PDFs are complicated

The creator of OpenClaw — who got acquired speculatively for $1 billion (not true, but hey, huge speculation regardless) — is Peter Steinberger. He founded PSPDFKit, the global B2B PDF framework company. The man mastered the art of PDF.

And here’s the thing: context is food for LLMs. Most information lives in documents, and PDFs are among the most popular format out there. So when your harness eats a PDF, it better know how to chew.

A raw PDF goes through two “doors” at once when your harness ingests it: it’s rasterized to an image (you pay image tokens) and text-extracted (you pay text tokens). On Claude, an image costs ~(w×h)/750 ≈ 1,500 tokens/page; the actual text content is only ~700–900. So a 10-page doc runs you ~23k tokens as a PDF vs ~8k as markdown — and markdown usually reads more accurately too.

That’s nearly 3x the cost for worse results.

The one-line fix nobody uses

Microsoft’s MarkItDown — 126k stars on GitHub and somehow still a secret:

pip install 'markitdown[all]'
markitdown report.pdf -o report.md

One line. Your doc takes the cheap door. Token usage drops up to 70%. And because Claude was trained on millions of markdown documents, it reads .md the way you read your first language — without effort. Better input, better output.

MarkItDown also ships with an MCP server. Connect it to Claude Desktop and every file you upload gets auto-converted to markdown before the model ever touches it. No manual step. Set it up once, save tokens forever.

When the text door throws away your answer

Don’t convert blindly. There are cases where markdown extraction actively hurts you:

Scanned PDFs — MarkItDown won’t OCR by default. Add the markitdown-ocr plugin or you get hallucinated numbers where real data should be. Personally, I prefer Mistral OCR 3 for this — the model is very promising and handles scanned documents with way more fidelity than pytesseract ever will.
Charts and graphs — The trend lives in pixels. A linearized description of a chart is not the chart. Keep the image tokens here.
Gnarly tables — MarkItDown’s basic extraction can scramble complex tables with merged cells or nested headers. Reach for Docling or Marker when table fidelity matters.

Even Anthropic’s own PDF skill is mid

Don’t take my word for it — look at what Anthropic themselves ship as their default PDF skill. It’s a 300-line guide that tells Claude to use pypdf for text extraction, pdfplumber for tables, pytesseract for OCR, and reportlab for creation. Basic page.extract_text() calls. Basic page.extract_tables(). No intelligent routing, no format-aware preprocessing, no token optimization whatsoever.

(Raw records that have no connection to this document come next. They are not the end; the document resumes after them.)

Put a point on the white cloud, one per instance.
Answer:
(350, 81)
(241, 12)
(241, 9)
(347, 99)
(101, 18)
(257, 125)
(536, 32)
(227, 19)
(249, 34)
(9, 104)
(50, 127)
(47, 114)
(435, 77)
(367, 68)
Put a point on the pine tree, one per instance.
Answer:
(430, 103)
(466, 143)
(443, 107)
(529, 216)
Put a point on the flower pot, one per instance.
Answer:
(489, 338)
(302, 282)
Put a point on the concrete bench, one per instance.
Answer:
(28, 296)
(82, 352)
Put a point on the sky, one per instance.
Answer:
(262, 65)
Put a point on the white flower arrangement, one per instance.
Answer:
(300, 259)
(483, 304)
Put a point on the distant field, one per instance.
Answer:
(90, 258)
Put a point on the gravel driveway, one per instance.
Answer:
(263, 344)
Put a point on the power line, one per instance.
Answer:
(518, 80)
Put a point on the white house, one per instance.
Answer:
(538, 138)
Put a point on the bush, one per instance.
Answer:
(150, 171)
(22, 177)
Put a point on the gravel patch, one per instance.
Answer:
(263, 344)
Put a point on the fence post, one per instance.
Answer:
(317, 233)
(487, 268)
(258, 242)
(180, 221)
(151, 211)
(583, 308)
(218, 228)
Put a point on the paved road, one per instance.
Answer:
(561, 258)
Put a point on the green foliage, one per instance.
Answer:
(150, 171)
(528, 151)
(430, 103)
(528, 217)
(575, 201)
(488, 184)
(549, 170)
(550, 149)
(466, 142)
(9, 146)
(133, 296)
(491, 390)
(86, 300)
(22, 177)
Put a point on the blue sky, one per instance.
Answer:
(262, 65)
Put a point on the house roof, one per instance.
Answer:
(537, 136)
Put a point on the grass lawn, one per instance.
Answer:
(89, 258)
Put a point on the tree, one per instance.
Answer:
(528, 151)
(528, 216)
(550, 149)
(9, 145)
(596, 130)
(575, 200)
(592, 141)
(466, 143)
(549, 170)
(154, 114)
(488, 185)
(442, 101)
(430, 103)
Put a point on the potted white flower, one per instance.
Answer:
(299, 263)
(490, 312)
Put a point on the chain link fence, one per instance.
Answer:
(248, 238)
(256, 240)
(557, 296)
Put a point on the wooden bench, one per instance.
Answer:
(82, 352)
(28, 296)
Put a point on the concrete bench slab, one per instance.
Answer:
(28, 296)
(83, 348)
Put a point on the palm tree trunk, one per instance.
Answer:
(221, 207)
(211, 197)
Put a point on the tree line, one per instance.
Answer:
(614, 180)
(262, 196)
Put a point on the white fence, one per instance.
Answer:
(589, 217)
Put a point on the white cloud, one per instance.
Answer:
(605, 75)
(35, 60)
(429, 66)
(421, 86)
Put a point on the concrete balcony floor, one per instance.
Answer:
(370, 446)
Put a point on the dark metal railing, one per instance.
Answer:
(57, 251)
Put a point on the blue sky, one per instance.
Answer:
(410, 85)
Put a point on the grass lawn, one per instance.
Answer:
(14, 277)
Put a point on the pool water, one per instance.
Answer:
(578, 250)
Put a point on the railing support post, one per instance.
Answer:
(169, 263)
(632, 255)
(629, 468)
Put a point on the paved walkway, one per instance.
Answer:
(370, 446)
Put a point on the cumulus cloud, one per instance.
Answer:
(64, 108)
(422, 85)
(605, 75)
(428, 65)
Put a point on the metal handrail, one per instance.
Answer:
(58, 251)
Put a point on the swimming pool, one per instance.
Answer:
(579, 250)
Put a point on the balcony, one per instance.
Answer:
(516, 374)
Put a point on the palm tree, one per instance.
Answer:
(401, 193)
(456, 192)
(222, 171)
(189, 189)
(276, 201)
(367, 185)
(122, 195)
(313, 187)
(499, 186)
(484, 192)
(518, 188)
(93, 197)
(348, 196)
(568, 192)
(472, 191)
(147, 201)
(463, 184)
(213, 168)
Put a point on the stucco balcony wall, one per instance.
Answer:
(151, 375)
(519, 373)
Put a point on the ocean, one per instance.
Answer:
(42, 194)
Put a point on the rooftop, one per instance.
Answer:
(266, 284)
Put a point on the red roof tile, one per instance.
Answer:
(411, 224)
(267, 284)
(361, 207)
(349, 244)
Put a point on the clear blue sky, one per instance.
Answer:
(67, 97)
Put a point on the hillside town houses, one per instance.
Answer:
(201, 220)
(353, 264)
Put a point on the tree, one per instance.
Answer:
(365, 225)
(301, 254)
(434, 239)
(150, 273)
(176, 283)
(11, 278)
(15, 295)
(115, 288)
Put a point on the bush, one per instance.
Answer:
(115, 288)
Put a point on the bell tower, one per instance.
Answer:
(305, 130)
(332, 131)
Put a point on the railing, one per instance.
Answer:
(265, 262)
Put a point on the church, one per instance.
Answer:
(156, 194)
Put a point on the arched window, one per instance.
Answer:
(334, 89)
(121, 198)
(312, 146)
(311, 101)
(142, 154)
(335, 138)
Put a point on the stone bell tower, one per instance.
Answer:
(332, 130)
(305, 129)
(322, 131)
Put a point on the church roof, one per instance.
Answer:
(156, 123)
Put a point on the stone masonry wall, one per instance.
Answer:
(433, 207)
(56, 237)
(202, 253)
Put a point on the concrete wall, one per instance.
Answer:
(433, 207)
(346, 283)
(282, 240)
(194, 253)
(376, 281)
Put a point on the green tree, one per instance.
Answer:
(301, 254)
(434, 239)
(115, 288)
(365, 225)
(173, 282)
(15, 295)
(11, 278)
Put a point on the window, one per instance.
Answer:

This is the skill that fires every time Claude touches a .pdf. It doesn’t convert to markdown first. It doesn’t strip repeated headers. It doesn’t decide whether a page is text-heavy or image-heavy. It just… extracts text with pdfplumber and hopes for the best.

If Anthropic’s own default pipeline doesn’t optimize for token cost, your harness is cooked too.

The speculative hot take

I think within 6 months, the winning harnesses will have a routing layer in front of every document: “Is this a text-heavy PDF? Convert to markdown. Is it a scanned form? OCR pipeline. Is it a chart-heavy report? Keep the images, extract only surrounding text.”

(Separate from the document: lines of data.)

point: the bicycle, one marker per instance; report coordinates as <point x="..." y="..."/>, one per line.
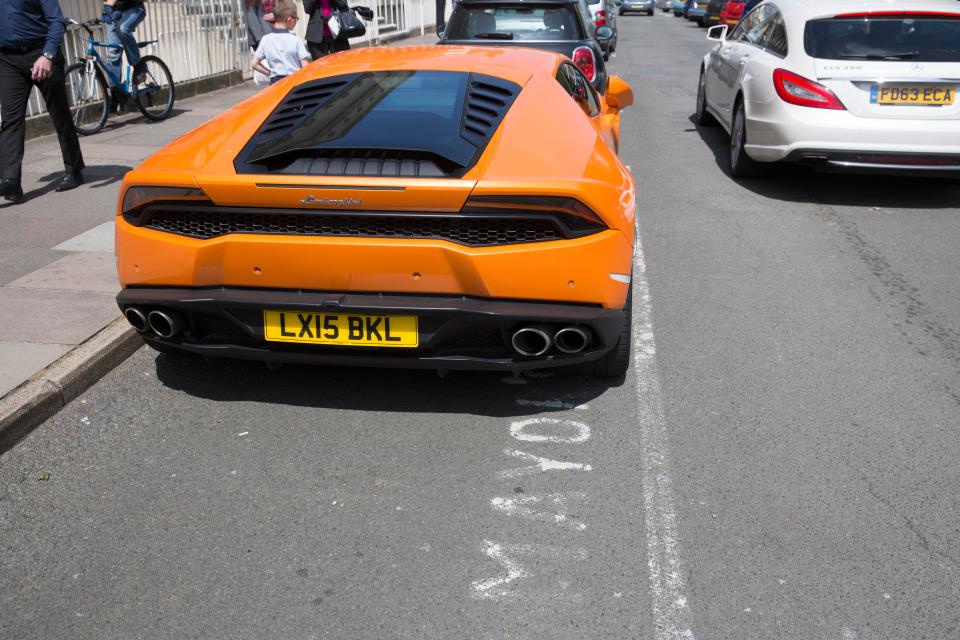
<point x="90" y="80"/>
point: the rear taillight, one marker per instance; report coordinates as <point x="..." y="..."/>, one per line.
<point x="583" y="58"/>
<point x="577" y="217"/>
<point x="805" y="93"/>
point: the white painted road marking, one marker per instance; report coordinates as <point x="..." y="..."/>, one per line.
<point x="539" y="464"/>
<point x="552" y="404"/>
<point x="506" y="555"/>
<point x="522" y="506"/>
<point x="580" y="432"/>
<point x="667" y="589"/>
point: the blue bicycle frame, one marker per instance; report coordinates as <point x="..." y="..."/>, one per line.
<point x="120" y="83"/>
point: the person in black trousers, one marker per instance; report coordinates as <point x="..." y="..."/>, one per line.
<point x="320" y="41"/>
<point x="441" y="16"/>
<point x="31" y="32"/>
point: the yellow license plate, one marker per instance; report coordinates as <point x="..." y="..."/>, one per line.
<point x="344" y="329"/>
<point x="927" y="95"/>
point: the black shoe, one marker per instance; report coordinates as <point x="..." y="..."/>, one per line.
<point x="12" y="191"/>
<point x="70" y="181"/>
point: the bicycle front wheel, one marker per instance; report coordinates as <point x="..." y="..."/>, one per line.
<point x="153" y="88"/>
<point x="87" y="96"/>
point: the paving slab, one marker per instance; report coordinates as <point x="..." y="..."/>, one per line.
<point x="68" y="317"/>
<point x="100" y="238"/>
<point x="112" y="151"/>
<point x="81" y="271"/>
<point x="22" y="359"/>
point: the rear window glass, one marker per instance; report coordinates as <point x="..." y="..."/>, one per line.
<point x="513" y="23"/>
<point x="394" y="110"/>
<point x="923" y="39"/>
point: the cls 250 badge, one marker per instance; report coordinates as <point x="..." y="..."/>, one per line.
<point x="340" y="329"/>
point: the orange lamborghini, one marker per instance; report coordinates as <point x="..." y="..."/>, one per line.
<point x="441" y="207"/>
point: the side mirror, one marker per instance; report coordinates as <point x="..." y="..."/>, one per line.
<point x="717" y="33"/>
<point x="604" y="33"/>
<point x="619" y="94"/>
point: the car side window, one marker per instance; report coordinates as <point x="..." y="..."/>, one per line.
<point x="747" y="22"/>
<point x="579" y="89"/>
<point x="755" y="31"/>
<point x="775" y="37"/>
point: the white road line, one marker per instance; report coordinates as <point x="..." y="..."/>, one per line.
<point x="579" y="432"/>
<point x="506" y="555"/>
<point x="667" y="588"/>
<point x="539" y="464"/>
<point x="523" y="506"/>
<point x="552" y="404"/>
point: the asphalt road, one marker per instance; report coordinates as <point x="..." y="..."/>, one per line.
<point x="780" y="463"/>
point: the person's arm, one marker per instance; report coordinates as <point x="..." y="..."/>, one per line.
<point x="303" y="53"/>
<point x="55" y="26"/>
<point x="43" y="66"/>
<point x="256" y="27"/>
<point x="256" y="64"/>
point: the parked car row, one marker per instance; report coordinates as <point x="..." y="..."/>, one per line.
<point x="712" y="12"/>
<point x="839" y="85"/>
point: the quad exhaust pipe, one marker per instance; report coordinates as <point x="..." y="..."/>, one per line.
<point x="531" y="341"/>
<point x="165" y="324"/>
<point x="534" y="340"/>
<point x="136" y="318"/>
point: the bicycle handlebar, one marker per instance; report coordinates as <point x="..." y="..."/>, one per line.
<point x="93" y="22"/>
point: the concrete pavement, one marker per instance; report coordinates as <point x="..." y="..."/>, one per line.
<point x="57" y="272"/>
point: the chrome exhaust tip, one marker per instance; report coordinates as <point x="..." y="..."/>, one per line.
<point x="165" y="325"/>
<point x="530" y="341"/>
<point x="571" y="340"/>
<point x="136" y="319"/>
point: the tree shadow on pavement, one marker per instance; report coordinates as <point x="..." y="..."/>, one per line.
<point x="795" y="183"/>
<point x="363" y="389"/>
<point x="98" y="176"/>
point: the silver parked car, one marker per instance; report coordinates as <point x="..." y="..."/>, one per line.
<point x="647" y="6"/>
<point x="838" y="83"/>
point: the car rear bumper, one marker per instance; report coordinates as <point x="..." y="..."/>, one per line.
<point x="455" y="332"/>
<point x="571" y="270"/>
<point x="778" y="131"/>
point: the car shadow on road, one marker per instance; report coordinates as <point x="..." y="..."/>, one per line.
<point x="369" y="389"/>
<point x="794" y="183"/>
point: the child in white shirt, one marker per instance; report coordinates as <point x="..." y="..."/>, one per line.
<point x="281" y="52"/>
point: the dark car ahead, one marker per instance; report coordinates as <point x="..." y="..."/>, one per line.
<point x="563" y="26"/>
<point x="714" y="9"/>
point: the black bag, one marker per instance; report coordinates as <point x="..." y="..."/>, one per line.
<point x="350" y="24"/>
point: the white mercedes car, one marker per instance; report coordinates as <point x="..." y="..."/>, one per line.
<point x="864" y="85"/>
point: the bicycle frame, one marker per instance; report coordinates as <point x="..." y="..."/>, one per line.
<point x="93" y="56"/>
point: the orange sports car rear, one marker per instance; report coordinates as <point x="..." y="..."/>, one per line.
<point x="442" y="207"/>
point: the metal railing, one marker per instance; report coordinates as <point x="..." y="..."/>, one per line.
<point x="204" y="38"/>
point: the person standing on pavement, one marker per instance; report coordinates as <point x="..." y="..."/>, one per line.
<point x="31" y="32"/>
<point x="258" y="16"/>
<point x="281" y="52"/>
<point x="320" y="40"/>
<point x="441" y="16"/>
<point x="122" y="18"/>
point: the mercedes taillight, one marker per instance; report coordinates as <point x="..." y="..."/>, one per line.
<point x="800" y="91"/>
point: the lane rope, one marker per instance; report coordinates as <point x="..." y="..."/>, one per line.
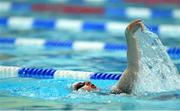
<point x="42" y="73"/>
<point x="129" y="12"/>
<point x="174" y="52"/>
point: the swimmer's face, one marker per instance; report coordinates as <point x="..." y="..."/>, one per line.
<point x="87" y="86"/>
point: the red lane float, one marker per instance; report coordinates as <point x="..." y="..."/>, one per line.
<point x="153" y="2"/>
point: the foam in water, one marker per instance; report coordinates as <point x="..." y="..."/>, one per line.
<point x="157" y="72"/>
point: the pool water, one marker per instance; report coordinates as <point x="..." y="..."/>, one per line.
<point x="28" y="93"/>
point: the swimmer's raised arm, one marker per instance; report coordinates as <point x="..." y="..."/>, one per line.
<point x="125" y="84"/>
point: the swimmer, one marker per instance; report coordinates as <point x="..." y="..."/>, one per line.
<point x="129" y="76"/>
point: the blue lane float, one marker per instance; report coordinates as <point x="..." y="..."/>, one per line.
<point x="76" y="45"/>
<point x="41" y="73"/>
<point x="117" y="28"/>
<point x="129" y="12"/>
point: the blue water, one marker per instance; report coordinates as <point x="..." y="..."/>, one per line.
<point x="26" y="93"/>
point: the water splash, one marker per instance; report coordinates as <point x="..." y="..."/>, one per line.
<point x="157" y="72"/>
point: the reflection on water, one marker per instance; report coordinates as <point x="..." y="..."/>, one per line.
<point x="6" y="56"/>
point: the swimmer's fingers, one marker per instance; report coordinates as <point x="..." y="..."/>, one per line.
<point x="133" y="27"/>
<point x="137" y="26"/>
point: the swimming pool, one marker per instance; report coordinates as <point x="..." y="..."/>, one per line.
<point x="28" y="93"/>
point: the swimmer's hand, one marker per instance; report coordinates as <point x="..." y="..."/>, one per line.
<point x="133" y="27"/>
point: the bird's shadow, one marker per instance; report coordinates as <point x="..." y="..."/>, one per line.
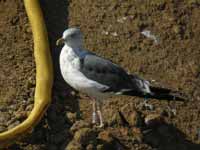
<point x="166" y="136"/>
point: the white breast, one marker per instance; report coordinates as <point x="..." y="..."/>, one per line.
<point x="70" y="69"/>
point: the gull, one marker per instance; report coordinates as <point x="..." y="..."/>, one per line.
<point x="98" y="77"/>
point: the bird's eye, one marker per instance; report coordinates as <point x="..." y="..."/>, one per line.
<point x="73" y="35"/>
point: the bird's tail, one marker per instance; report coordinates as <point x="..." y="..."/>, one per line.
<point x="144" y="89"/>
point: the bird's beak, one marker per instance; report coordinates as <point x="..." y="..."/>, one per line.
<point x="60" y="41"/>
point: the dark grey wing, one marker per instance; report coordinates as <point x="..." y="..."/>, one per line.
<point x="105" y="72"/>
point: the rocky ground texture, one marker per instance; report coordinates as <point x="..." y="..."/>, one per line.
<point x="169" y="59"/>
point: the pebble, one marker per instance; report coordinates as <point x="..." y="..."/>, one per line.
<point x="13" y="124"/>
<point x="130" y="115"/>
<point x="2" y="128"/>
<point x="71" y="117"/>
<point x="153" y="119"/>
<point x="73" y="145"/>
<point x="78" y="125"/>
<point x="84" y="136"/>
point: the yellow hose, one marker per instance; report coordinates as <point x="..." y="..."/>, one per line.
<point x="44" y="75"/>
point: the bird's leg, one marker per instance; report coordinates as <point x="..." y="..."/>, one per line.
<point x="94" y="113"/>
<point x="100" y="114"/>
<point x="145" y="104"/>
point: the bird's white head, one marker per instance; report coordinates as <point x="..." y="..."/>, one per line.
<point x="71" y="37"/>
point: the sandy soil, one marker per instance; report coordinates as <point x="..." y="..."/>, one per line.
<point x="17" y="74"/>
<point x="113" y="30"/>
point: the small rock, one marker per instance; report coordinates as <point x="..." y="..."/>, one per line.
<point x="74" y="146"/>
<point x="112" y="117"/>
<point x="13" y="124"/>
<point x="71" y="116"/>
<point x="52" y="147"/>
<point x="107" y="140"/>
<point x="153" y="119"/>
<point x="100" y="147"/>
<point x="176" y="29"/>
<point x="21" y="115"/>
<point x="131" y="115"/>
<point x="78" y="125"/>
<point x="57" y="138"/>
<point x="105" y="136"/>
<point x="137" y="134"/>
<point x="14" y="20"/>
<point x="2" y="128"/>
<point x="90" y="147"/>
<point x="4" y="117"/>
<point x="84" y="136"/>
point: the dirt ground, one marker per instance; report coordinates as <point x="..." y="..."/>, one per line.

The harnesses that keep doing naive dump-the-whole-PDF will die. Not because they’re slow — because their users burn through API credits 3x faster than competitors and get worse answers from a model choking on rendering artifacts, repeated headers, and interleaved column garbage.

Your token budget is finite. Stop paying for the container when you only need the content.